Critical Game Design students are generally supported as Teaching Assistants or Research Assistants, and are mentored to apply for an array of internal and external fellowships. After coursework, PhD students complete a comprehensive examination demonstrating their knowledge of the scholarly fields of game studies and design. Following a successful examination, and in consultation with a Doctoral Committee, students write and defend a Dissertation Proposal and Literature Review and undertake independent research on a self-defined topic. Dissertation research and writing lead to doctoral defense within 2-3 years.
Admissions
The CGD community is scholarly, highly creative, and committed to critical analysis of and experimentation with games and interactive media. Our students come from a highly diverse population of graduate students from varied yet complementary backgrounds such as media studies, STS, literary studies, computer science, and contemporary art.

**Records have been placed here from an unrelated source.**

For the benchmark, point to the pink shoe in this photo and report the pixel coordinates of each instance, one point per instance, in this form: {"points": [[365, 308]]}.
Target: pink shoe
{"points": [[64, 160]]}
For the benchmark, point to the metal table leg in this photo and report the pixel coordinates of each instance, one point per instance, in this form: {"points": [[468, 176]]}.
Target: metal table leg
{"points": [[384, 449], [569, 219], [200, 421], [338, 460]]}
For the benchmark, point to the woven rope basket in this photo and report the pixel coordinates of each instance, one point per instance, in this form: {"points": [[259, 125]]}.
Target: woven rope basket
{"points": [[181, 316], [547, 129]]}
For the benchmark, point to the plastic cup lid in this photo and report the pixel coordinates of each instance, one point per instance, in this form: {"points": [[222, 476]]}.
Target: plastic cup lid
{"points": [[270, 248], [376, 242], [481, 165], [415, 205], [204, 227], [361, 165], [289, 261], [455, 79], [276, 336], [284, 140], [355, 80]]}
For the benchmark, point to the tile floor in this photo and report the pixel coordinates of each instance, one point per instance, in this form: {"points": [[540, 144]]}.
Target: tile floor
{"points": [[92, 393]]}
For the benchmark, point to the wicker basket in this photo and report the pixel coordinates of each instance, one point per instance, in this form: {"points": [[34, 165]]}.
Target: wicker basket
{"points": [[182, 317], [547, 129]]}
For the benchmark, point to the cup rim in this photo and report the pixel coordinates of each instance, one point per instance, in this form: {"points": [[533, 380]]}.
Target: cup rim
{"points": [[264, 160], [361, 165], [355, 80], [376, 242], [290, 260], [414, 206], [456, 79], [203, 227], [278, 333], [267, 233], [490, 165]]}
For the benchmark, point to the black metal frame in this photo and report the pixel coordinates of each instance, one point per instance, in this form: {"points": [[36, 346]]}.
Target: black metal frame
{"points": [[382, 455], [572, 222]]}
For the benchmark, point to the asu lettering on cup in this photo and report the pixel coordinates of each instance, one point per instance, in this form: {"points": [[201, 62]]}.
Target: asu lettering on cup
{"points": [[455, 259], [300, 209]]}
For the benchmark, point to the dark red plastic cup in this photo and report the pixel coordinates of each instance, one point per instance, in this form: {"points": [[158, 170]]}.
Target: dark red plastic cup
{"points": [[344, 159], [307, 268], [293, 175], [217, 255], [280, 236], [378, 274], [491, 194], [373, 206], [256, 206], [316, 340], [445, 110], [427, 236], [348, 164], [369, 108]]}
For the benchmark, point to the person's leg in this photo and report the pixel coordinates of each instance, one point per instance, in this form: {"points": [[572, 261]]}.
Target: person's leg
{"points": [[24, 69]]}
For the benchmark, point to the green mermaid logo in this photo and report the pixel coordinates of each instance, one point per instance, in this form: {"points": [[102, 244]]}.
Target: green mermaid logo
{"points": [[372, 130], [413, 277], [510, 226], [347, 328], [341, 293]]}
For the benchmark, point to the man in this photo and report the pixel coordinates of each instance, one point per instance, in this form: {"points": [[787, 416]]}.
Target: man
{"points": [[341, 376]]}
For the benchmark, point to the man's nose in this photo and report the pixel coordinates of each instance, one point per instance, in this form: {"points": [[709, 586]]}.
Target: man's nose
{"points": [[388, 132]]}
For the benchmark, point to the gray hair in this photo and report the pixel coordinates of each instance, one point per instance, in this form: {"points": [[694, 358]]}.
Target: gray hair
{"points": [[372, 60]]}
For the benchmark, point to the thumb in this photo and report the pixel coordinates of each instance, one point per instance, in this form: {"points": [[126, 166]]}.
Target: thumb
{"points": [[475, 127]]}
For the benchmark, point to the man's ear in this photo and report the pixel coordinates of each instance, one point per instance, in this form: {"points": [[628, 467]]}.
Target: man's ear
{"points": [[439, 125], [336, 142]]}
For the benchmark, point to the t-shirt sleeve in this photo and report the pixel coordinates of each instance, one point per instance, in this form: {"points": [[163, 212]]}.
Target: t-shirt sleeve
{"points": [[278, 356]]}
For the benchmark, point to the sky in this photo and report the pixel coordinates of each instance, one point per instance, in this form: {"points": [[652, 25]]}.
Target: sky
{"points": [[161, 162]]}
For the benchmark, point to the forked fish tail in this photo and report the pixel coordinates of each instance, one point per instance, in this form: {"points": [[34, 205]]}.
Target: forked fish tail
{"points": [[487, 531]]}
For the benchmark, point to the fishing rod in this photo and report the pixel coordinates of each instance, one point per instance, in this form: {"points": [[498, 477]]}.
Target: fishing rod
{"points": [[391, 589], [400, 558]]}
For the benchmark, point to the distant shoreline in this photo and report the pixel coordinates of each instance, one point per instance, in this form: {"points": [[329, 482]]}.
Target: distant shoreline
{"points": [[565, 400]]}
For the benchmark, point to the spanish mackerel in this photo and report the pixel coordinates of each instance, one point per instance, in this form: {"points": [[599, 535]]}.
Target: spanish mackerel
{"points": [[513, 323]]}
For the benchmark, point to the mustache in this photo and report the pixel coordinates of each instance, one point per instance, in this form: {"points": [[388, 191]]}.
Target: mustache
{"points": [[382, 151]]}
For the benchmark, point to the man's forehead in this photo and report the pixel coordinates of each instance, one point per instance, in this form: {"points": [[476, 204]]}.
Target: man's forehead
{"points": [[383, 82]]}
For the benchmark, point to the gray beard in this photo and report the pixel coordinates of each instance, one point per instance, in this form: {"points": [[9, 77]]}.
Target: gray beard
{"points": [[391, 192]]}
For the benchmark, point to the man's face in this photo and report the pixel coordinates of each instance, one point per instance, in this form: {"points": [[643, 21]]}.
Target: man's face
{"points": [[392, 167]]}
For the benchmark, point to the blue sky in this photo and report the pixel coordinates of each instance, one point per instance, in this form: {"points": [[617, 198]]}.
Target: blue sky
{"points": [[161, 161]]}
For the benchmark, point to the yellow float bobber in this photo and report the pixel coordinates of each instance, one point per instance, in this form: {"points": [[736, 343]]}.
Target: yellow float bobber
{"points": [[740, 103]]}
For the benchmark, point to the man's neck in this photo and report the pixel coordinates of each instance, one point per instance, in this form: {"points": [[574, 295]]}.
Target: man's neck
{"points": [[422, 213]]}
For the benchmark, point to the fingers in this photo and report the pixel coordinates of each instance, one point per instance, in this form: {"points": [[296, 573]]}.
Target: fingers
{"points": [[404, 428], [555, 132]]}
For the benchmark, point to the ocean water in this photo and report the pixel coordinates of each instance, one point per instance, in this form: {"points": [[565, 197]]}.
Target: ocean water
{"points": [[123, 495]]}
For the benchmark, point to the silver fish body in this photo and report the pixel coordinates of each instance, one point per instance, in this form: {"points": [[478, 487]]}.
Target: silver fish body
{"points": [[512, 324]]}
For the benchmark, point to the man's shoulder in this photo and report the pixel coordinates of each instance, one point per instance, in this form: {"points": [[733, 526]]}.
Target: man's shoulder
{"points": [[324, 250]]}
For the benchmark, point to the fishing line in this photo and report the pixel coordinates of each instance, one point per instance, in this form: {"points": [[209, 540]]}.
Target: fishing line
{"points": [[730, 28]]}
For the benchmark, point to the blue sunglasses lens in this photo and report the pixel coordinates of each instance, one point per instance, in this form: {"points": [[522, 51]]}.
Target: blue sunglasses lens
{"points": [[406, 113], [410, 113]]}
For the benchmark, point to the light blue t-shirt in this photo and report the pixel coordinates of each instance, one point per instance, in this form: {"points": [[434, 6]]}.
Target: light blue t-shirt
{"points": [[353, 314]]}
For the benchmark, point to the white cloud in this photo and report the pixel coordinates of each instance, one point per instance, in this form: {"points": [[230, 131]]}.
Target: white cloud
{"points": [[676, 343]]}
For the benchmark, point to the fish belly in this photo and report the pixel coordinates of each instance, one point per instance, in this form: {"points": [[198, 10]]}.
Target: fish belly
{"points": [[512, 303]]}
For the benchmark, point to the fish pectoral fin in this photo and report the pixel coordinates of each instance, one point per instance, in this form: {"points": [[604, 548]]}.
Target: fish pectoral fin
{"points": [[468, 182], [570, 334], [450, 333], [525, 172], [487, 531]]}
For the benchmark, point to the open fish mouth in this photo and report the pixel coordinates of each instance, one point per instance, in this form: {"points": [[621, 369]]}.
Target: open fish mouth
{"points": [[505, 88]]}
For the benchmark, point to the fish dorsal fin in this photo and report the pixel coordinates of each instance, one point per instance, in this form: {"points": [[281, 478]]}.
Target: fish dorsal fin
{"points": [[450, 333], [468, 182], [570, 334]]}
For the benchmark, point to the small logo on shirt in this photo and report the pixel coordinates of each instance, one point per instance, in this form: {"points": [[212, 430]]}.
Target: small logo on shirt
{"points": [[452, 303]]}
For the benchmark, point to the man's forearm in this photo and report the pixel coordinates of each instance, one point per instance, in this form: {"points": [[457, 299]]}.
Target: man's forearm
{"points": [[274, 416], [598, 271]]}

Questions about the doctoral program in Critical Game Design should be directed to the Graduate Program Director, Professor Jim Malazita.
Program Outcomes
Our Critical Game Design PhD program prepares students to:
- Conduct scholarly analysis of historical and contemporary cultures of games and experiential media.
- Critically analyze the material, computational, political, and aesthetic domains that shape, and are shaped by, games and experiential media.
- Produce ludic media projects that extend or investigate the cultural, political, aesthetic, and technical dimensions of games and experience design.
- Design and articulate research problems and conduct independent, original, and significant research.
Spotlight
Critical Game Design PhDs in residence have access to the Games Grad Lounge, adjoining the co-located offices for graduate students and faculty in Rensselaer’s West Hall. Students work with faculty and staff to curate the Interactive Media Archaeology Lab, a repository of retro game consoles, CRT TVs, board games, and textual and paratextual archival game materials. PhDs also collaborate and conduct research in the design and making facilities in the Corridor of Creativity, work on VR and CAVE simulation and experimental media in the Emergent Reality Lab, and use studio space in West Hall for personal research projects. Games & Experiential Media department faculty and students annually attend the Game Developer Conference, and graduate students participate in regular local brownbags, colloquium presentations, and public events. Each year, students design, host, and run the regional Critical Game Design Graduate Conference @ Gamefest, bringing together games graduate scholars from across the northeast US and Canada.
Read about our current PhD students:
After Graduation
Recent and current students conduct a wide array of research, including games and health, platforms and labor, spatial and cultural audio, idle games and motivation, alternative and radical interface design, ethnographies of queer gaming communities, and feminist readings of dating sims. Graduates from this program have been hired into tenure-track and teaching positions in game design and game studies programs across the US, and apply their skills within industry and policy spaces as consultants, directors, writers, artists, and analysts.